Journaliste : D’autres catégories de  travailleurs ont-ils le statut autonome au Mali ?

Bathily : Les magistrats ont un statut particulier tout comme beaucoup d’autres. Nous demandons à ceux auxquels nous avons confié la gestion du pays, d’appliquer et cesser de gérer le pays comme bon leur semble.

La seule volonté des dirigeants ne fera qu’attiser le feu entre les maliens. Appliquons purement et simplement la loi car tout ce que tu feras, force restera toujours à la loi.

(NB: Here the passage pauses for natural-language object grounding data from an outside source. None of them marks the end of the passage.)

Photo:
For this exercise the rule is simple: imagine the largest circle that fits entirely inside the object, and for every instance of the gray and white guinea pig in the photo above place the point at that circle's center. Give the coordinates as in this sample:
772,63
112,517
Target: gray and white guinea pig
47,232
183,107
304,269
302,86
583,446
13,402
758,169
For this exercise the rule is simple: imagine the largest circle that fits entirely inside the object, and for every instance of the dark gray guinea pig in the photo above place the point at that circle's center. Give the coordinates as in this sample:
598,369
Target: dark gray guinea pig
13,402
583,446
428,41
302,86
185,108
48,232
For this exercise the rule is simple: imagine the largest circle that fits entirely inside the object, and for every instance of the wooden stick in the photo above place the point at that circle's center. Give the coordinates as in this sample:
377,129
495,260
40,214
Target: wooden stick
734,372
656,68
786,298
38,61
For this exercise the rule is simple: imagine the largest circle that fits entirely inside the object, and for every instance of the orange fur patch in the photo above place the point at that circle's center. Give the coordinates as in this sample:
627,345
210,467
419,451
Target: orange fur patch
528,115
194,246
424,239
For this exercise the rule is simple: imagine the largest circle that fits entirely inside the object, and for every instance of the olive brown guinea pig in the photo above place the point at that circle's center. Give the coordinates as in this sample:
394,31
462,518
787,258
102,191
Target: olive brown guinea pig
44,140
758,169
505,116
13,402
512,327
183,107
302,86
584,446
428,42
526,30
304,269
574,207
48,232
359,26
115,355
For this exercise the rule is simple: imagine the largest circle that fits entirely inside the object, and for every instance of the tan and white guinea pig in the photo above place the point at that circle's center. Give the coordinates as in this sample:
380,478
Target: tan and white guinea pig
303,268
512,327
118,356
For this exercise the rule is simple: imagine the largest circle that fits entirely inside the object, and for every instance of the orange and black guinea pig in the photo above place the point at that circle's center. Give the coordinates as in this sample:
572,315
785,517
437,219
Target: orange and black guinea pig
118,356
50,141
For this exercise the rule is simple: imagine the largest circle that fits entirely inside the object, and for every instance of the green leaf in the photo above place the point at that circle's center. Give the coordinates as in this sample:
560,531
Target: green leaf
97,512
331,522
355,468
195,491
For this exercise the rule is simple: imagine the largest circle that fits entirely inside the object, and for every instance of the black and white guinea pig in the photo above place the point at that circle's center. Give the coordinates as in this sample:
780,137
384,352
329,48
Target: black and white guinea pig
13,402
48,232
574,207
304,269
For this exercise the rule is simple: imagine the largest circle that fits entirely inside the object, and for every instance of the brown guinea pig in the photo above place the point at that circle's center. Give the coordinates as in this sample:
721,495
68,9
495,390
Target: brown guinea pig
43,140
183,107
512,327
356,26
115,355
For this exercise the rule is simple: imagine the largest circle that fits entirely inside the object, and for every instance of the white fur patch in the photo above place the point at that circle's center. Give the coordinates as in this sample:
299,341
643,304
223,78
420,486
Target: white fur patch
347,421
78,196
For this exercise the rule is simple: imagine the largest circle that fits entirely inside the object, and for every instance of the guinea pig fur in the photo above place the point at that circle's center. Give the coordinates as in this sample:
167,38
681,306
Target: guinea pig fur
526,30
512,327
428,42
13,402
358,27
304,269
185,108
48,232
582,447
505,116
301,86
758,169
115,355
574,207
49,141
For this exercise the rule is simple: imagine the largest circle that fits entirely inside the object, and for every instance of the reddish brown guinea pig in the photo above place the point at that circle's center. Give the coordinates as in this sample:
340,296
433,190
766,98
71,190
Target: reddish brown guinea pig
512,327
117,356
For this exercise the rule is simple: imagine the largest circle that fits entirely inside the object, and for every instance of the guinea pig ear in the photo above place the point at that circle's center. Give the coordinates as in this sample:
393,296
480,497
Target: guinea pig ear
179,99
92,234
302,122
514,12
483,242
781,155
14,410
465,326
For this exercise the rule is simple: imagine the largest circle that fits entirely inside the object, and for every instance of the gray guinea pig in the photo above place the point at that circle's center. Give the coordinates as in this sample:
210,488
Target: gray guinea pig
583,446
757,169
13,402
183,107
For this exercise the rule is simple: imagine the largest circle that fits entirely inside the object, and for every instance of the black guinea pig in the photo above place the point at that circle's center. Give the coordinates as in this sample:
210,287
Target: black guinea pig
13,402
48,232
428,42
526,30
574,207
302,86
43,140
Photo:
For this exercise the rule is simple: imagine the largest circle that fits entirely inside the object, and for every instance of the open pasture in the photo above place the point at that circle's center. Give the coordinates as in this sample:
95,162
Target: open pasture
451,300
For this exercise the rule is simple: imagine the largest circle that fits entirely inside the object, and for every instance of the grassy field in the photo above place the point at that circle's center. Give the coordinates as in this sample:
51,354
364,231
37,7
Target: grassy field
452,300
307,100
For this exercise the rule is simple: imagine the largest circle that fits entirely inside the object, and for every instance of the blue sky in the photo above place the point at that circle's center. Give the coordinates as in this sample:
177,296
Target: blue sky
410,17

Si nos enfants n’ont pas étudié c’est vraiment un problème. On peut dire que les enseignants ne sont pas allés en classe, mais ce n’est pas de leur faute. C’est plutôt celui qui fait ce qu’il veut, en ignorant la loi, qui est le fautif. Il ne faut pas détruire l’avenir des enfants au profit de ta propre volonté.

Journaliste : Cela veut dire que ceux qui ont adopté cette loi se sont trompés ?

Bathily : Peut-être qu’ils se sont trompés ou s’ils  ne savent pas. Alors  qu’ils fassent appel aux experts.  Si vous  prenez une loi, il faut bien lire entre les lignes du projet de loi avant son adoption à l’Assemblée nationale

Journaliste : Le gouvernement veut procéder au recrutement de 15300 volontaires. Certains ont pensé que l’État veut faire remplacer les enseignants grévistes. Qu’en pensez-vous ?

Bathily : Les enseignants peuvent revendiquer leurs droits, mais cela n’est pas synonyme de licenciement. Le gouvernement jouit de tous ses droits ; pourquoi refuser d’accorder les mêmes  aux enseignants ? Plutôt que de recruter des volontaires pour 6 mois, il faut les recruter de façon définitive. Mais le recrutement ne doit pas être motif de déstabilisation du mouvement de grève.

Journaliste : Est-ce que le recrutement de ces derniers ne sera t- il pas un motif pour l’État de rompre définitivement les négociations enclenchées avec les enseignants ?

Bathily : N’opposez pas les travailleurs d’un même corps. Ne nourrissez pas des sentiments de haine entre les enseignants. Qu’on fasse attention à cela.